Israel21c.org is reporting that a group of Israeli researchers have successfully tested an implant containing histrelin, a potent agonist of the gonadotropin-releasing hormone. The implant is being tested as a potential treatment for central precocious puberty, an early onset puberty that sometimes happens as early as seven or eight years of age. The implant is the technology of Cranbury, New Jersey-based Valera Pharmaceuticals, and is designed for a slow release of medications to prevent multiple drug injections (Valera Pharmaceuticals is the maker of the FDA-approved Vantas® Implant, loaded with histerlin, for the palliative treatment of advanced prostate CA.)

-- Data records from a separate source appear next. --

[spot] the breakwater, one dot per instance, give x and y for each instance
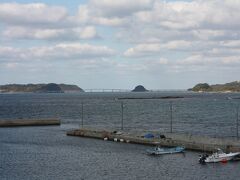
(190, 142)
(29, 122)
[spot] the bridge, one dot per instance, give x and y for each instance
(107, 90)
(128, 90)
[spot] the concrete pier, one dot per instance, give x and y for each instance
(190, 142)
(29, 122)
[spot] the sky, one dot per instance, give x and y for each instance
(160, 44)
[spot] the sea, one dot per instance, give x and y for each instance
(45, 152)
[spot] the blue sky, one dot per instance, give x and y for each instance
(120, 44)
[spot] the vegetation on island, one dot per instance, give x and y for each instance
(228, 87)
(40, 88)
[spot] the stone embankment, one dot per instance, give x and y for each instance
(29, 122)
(190, 142)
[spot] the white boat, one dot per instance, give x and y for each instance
(159, 151)
(218, 156)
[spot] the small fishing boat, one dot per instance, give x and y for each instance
(159, 151)
(218, 156)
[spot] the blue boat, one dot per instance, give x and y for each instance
(159, 151)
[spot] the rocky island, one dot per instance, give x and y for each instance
(40, 88)
(228, 87)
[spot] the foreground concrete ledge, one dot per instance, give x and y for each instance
(190, 142)
(29, 122)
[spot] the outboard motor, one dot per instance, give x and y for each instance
(202, 158)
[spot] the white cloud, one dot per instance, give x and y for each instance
(156, 48)
(123, 8)
(63, 51)
(88, 32)
(35, 13)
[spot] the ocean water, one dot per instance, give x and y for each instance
(47, 153)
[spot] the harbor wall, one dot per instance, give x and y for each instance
(190, 142)
(29, 122)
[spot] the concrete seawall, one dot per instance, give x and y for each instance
(29, 122)
(190, 142)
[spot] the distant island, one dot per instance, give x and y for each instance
(40, 88)
(228, 87)
(139, 88)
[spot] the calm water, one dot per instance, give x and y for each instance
(47, 153)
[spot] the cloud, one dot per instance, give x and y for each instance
(63, 51)
(18, 32)
(123, 8)
(156, 48)
(31, 14)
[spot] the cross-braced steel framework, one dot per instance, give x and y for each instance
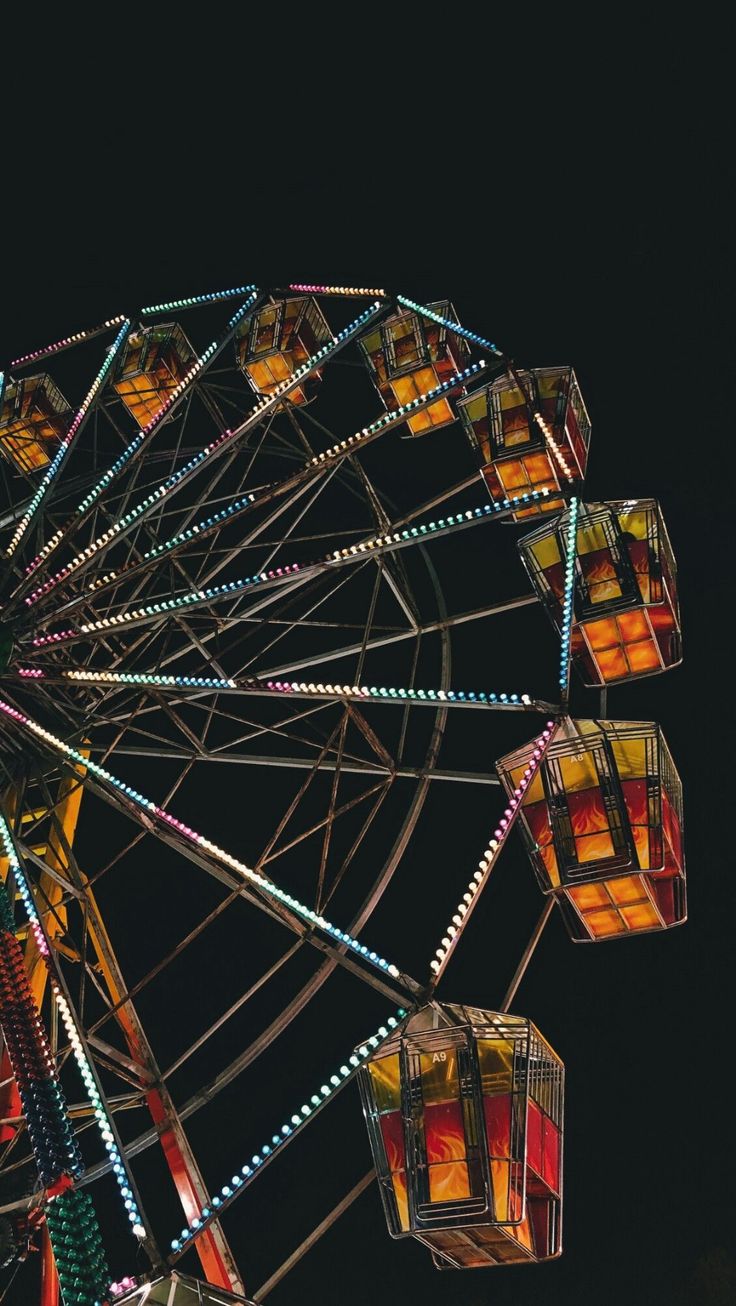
(240, 583)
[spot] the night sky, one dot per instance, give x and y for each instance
(595, 254)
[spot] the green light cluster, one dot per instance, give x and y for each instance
(77, 1250)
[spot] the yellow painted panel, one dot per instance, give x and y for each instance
(587, 896)
(496, 1059)
(630, 758)
(634, 523)
(547, 550)
(578, 772)
(385, 1082)
(591, 537)
(628, 888)
(641, 917)
(604, 923)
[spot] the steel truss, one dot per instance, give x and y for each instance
(338, 583)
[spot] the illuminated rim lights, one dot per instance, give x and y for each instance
(567, 628)
(283, 1134)
(338, 290)
(68, 1019)
(68, 440)
(303, 688)
(454, 327)
(325, 459)
(136, 444)
(37, 354)
(217, 445)
(307, 914)
(196, 301)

More about the implant technology, from the company’s website:
The Hydron Implant technology is based upon specialty blends of hydrogel polymers spun cast into small tubes measuring in the order of 1-inch in length and 1/8 inch in diameter.

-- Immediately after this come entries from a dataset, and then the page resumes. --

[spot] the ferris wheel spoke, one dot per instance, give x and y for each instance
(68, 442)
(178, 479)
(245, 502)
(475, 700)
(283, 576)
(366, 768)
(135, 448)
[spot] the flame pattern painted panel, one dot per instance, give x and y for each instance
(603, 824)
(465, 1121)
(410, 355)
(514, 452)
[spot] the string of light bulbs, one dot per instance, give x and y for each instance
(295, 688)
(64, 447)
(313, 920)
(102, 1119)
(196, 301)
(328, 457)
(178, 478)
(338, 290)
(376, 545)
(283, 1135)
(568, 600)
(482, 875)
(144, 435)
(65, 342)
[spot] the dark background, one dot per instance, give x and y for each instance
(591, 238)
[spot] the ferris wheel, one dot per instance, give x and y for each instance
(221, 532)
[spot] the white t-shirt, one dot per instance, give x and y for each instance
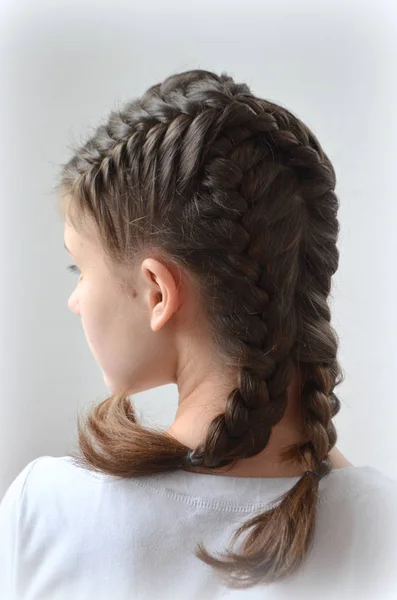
(70, 534)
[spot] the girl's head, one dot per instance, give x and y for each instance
(204, 223)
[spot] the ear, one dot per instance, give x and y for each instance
(162, 290)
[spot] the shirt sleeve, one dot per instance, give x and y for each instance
(10, 534)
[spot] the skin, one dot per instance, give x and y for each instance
(156, 321)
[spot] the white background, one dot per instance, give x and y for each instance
(65, 64)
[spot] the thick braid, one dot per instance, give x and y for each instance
(151, 128)
(191, 153)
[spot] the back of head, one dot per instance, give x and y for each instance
(237, 191)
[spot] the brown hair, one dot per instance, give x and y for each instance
(237, 191)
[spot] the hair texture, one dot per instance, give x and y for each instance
(237, 191)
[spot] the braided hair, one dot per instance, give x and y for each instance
(238, 192)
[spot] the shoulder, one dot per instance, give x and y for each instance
(44, 480)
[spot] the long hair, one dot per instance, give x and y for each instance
(237, 191)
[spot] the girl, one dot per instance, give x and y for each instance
(203, 222)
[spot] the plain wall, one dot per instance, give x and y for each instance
(66, 64)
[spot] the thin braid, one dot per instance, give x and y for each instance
(239, 191)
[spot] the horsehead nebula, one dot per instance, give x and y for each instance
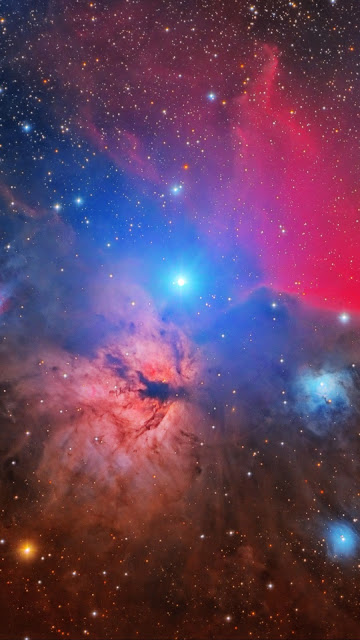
(180, 325)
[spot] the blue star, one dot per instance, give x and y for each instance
(342, 540)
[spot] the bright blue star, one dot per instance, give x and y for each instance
(342, 540)
(180, 281)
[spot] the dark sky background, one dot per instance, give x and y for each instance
(179, 320)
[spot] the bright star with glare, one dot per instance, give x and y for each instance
(344, 318)
(342, 540)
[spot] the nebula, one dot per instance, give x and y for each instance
(180, 320)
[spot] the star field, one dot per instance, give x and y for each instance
(179, 319)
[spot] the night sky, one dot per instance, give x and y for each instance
(179, 319)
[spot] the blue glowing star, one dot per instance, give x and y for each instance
(342, 540)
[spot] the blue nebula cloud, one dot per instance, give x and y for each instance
(323, 397)
(342, 541)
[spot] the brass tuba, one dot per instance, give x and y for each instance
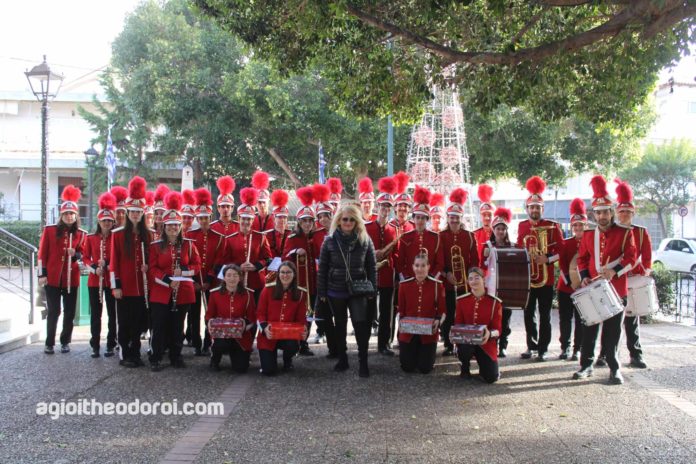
(458, 268)
(537, 244)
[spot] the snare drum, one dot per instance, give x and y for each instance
(226, 328)
(467, 334)
(597, 302)
(508, 276)
(642, 296)
(416, 325)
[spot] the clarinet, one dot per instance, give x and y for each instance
(175, 291)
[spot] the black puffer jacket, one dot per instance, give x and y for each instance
(332, 269)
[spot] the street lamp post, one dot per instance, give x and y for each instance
(90, 155)
(44, 85)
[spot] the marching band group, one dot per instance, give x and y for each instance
(157, 259)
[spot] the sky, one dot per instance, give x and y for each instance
(76, 36)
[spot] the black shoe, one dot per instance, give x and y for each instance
(342, 364)
(615, 378)
(364, 371)
(583, 373)
(386, 352)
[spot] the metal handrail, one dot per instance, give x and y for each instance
(25, 253)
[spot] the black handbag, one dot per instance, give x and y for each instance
(360, 287)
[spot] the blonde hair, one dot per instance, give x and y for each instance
(354, 212)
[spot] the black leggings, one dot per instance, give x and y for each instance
(53, 297)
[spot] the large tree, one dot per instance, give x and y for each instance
(664, 178)
(594, 59)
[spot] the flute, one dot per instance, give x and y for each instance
(101, 276)
(69, 260)
(142, 254)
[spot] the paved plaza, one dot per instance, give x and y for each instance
(535, 413)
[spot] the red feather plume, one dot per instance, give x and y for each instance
(335, 185)
(71, 193)
(321, 193)
(402, 179)
(121, 193)
(504, 213)
(280, 198)
(535, 185)
(421, 195)
(161, 191)
(225, 185)
(137, 187)
(107, 201)
(249, 196)
(459, 195)
(599, 186)
(189, 197)
(577, 206)
(173, 200)
(365, 185)
(260, 180)
(624, 192)
(387, 185)
(203, 197)
(306, 195)
(485, 193)
(437, 199)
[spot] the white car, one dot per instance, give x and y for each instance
(677, 254)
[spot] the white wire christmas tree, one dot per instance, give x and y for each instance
(437, 154)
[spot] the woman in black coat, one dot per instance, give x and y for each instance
(348, 246)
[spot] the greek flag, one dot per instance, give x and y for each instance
(322, 164)
(110, 160)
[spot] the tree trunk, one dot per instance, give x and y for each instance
(284, 166)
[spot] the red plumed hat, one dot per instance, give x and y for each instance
(173, 202)
(226, 186)
(600, 196)
(535, 186)
(366, 189)
(578, 212)
(107, 206)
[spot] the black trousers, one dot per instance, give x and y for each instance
(167, 326)
(238, 357)
(269, 358)
(53, 298)
(611, 333)
(416, 355)
(130, 317)
(505, 329)
(359, 316)
(386, 316)
(96, 309)
(488, 369)
(567, 312)
(539, 339)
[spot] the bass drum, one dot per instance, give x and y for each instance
(508, 276)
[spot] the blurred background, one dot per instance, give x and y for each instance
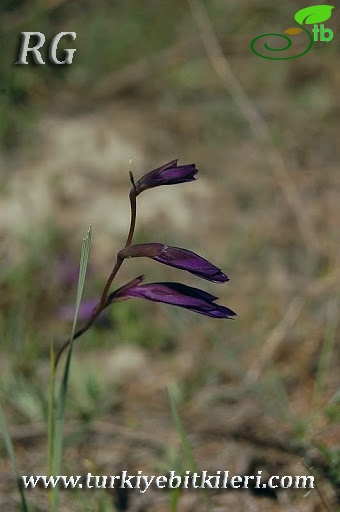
(151, 82)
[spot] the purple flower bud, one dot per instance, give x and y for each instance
(168, 174)
(85, 311)
(178, 258)
(176, 294)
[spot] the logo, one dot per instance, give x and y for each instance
(314, 15)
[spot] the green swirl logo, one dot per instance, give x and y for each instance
(309, 16)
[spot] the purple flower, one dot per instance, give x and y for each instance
(178, 258)
(176, 294)
(168, 174)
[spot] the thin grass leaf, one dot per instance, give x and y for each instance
(11, 453)
(58, 434)
(326, 353)
(50, 413)
(186, 448)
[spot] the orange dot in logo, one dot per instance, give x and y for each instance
(292, 31)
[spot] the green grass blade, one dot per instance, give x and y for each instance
(11, 453)
(59, 416)
(186, 449)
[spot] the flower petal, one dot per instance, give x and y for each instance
(167, 174)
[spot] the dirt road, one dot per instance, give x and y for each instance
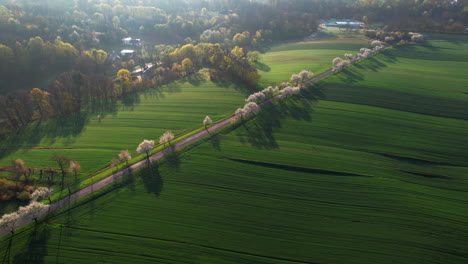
(157, 156)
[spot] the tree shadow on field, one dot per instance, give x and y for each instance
(173, 88)
(6, 256)
(130, 100)
(66, 127)
(373, 64)
(151, 179)
(36, 247)
(259, 132)
(348, 75)
(172, 158)
(195, 79)
(215, 141)
(262, 66)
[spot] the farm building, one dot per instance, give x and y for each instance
(127, 53)
(132, 42)
(345, 23)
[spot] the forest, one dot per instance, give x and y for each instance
(55, 57)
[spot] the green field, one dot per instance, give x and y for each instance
(93, 142)
(281, 61)
(375, 171)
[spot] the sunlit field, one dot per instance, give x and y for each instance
(95, 136)
(314, 55)
(366, 166)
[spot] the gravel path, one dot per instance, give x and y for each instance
(157, 156)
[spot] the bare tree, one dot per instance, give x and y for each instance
(8, 221)
(18, 167)
(207, 121)
(42, 193)
(124, 155)
(166, 137)
(75, 168)
(145, 147)
(62, 161)
(34, 210)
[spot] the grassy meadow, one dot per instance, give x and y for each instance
(93, 141)
(366, 166)
(314, 55)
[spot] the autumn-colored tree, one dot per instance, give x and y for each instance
(187, 65)
(62, 161)
(124, 83)
(40, 99)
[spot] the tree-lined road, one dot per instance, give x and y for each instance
(155, 157)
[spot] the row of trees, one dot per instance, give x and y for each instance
(68, 93)
(36, 209)
(32, 211)
(39, 59)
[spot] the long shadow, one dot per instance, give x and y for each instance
(215, 141)
(262, 66)
(68, 127)
(6, 257)
(36, 247)
(130, 100)
(195, 79)
(348, 75)
(259, 132)
(151, 179)
(173, 161)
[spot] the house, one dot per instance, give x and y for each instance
(126, 41)
(131, 42)
(345, 23)
(113, 56)
(127, 53)
(135, 42)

A subcutaneous drug delivery reservoir, the Hydron Implant has been designed for in-office physician insertion into the patient’s upper arm using local anesthesia. The hydrogel polymer compositions possess soft, flexible tissue-like characteristics, providing excellent biocompatibility and patient comfort.
Employing micropores for drug diffusion, the implants are non-biodegradable and are capable of long-term (one year or more), continuous, near zero order release rates determined primarily by specific polymer blends, implant wall attributes and drug solubility.

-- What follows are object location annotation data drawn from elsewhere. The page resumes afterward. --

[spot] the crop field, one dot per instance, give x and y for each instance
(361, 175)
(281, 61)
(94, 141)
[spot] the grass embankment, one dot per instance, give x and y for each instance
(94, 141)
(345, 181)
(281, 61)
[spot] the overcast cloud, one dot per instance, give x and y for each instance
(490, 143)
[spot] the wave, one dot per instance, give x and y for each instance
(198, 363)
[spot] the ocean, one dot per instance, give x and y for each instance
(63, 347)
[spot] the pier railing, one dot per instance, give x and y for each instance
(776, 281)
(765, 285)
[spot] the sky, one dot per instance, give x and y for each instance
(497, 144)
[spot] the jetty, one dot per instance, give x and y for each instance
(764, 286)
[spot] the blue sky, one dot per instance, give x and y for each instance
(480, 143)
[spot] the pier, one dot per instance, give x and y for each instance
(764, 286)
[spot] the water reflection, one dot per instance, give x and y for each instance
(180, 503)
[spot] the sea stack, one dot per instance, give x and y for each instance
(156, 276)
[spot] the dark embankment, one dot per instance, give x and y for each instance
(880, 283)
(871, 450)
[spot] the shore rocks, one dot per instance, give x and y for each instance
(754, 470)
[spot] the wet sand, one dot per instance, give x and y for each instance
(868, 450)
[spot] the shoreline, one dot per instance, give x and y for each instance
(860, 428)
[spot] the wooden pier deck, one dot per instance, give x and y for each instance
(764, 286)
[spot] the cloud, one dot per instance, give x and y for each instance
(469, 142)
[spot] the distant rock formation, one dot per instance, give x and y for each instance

Because Valera® has the ability to manufacture Hydron Implants to exacting chemical and geometric specifications, the technology is applicable to a broad spectrum of drugs, representing significant prospects for meeting therapeutic needs not addressed by current oral administration, depot injection, short duration implants, and transdermal patch delivery systems.
The company believes that its technology can be used for a wide array of chronic use medications, such as antihypertensives, antipsychotics, osteoporosis therapies, NSAIDs, hormone analogues (? CA-treatment, ? IVF, ? developmental disorders), anti-opioid addiction, and others.
An interesting technology for Medgadget to follow up on.